# Making a straight edge with my shaper



## Pizzadave (Mar 5, 2018)

Hello all, I need to make a straight edge on some 12-14 ft. boards for moulding on a basement project. My jointer will work(obviously) but I wanted to use my shaper with a power feeder. I have the correct cutter to do this but I was wondering on the steps required to have a good result. Not finding a lot on line. Any thoughts?


----------



## John Smith_inFL (Dec 15, 2017)

I would think the same applies as to a floor mounted jointer:
prepare a 14 foot outfeed table with a 14 foot straight board clamped 
parallel with the shaper fence so it will track true all the way out.
featherboards here and there would be a good idea also.









.
jus my Dos Centavos

.

.


----------



## RichT (Oct 14, 2016)

> Hello all, I need to make a straight edge on some 12-14 ft. boards for moulding on a basement project. My jointer will work(obviously) but I wanted to use my shaper with a power feeder.
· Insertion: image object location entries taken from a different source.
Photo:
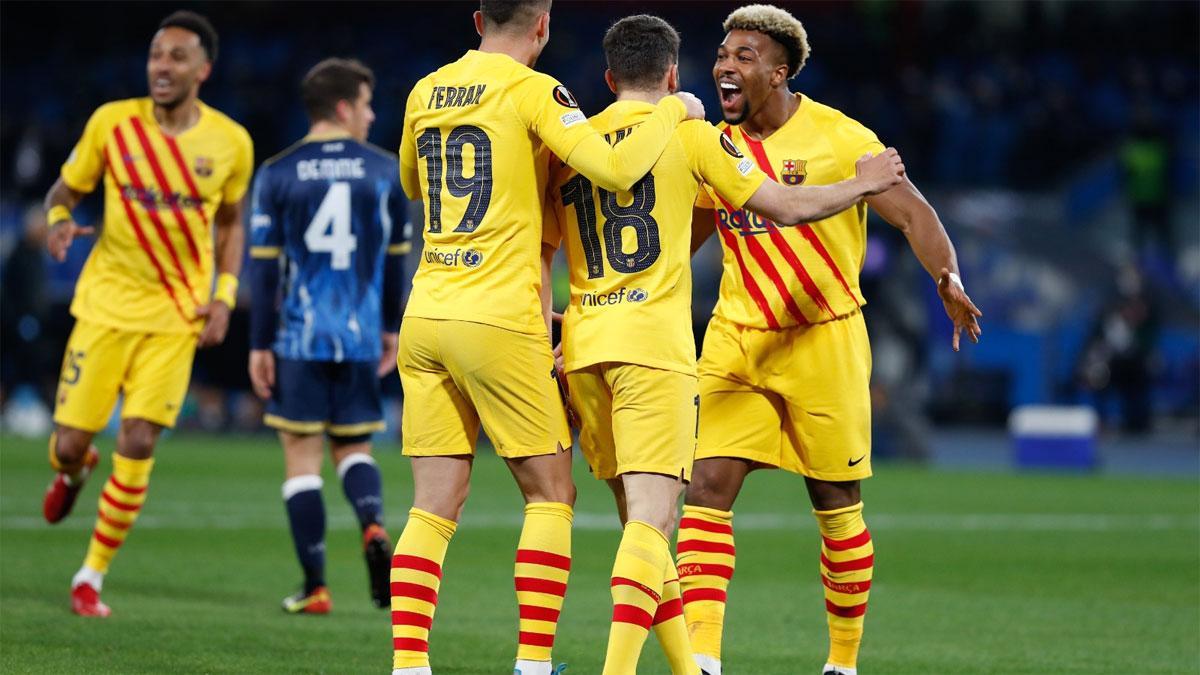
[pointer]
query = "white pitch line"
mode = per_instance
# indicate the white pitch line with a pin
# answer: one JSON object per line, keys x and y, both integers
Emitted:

I have the correct cutter to do this but I was wondering on the steps required to have a good result. Not finding a lot on line. Any thoughts?
> 
> - Pizzadave


Set up properly with the outfeed fence even with the bit, you can get a perfectly straight cut. The advantage of doing that versus using rollers on your jointer is that any sag from the rollers not being perfectly flush with the height of the bed won't transfer to the face of the cut.


----------



## Loren (May 30, 2008)

There's guys on owwm.org who've done all sorts
of stuff like that. You could ask there.

I think the general idea of making an outfeed table
and long fence is the way to go. Whether its 
work the hassle of the build is another matter. 
You could have the stock ripped straight on a 
straight line rip saw if you could find a local shop 
with one, but I understand the inclination to figure 
it out for oneself. I think the slr saws cut straight
enough for glue joints if they're adjusted properly.


----------



## Pizzadave (Mar 5, 2018)

Thanks everyone


----------



## Klondikecraftsman (Apr 4, 2018)

You will have to watch the grain orientation carefully as chip out will be an issue. Several light passes and patience.


----------



## cabmaker (Sep 16, 2010)

Dave,,,,, attempting to straight-line on a shaper will be a futile endeavor ,,,,with or without a feeder

I can't imagine a basement molding project,, as you call it,,,would have enough molding to even attempt such a feat

I t is possible however….what is the table size on shaper,,, 3 or 4 wheel feeder,,,,beginning stock size ? or is it random ?
If it is random widths, that compounds the setup issues


----------



## Pizzadave (Mar 5, 2018)

Well. I milled logs from my woods and dried them. I made many pine planks with v tounge and groove for a half wall. I have enough board feet to custom make my trim and baseboard. The baseboard boards are not very straight and I wanted to keep them as long as possible for the longer walls. I was thinking I could use a joint cutter to make them straight. I've done many projects on my shaper but never tried to mill long boards to a straight edge. Hoping to get some experience on how other went about this. I don't want to buy baseboard only because it would take away from the uniqueness of the project.


----------



## Pizzadave (Mar 5, 2018)




----------



## John Smith_inFL (Dec 15, 2017)

Dave ~ That's some good looking lumber !!

.

.


----------



## Pizzadave (Mar 5, 2018)

Thanks man! There's something special about cutting up a tree and bringing into your home.


----------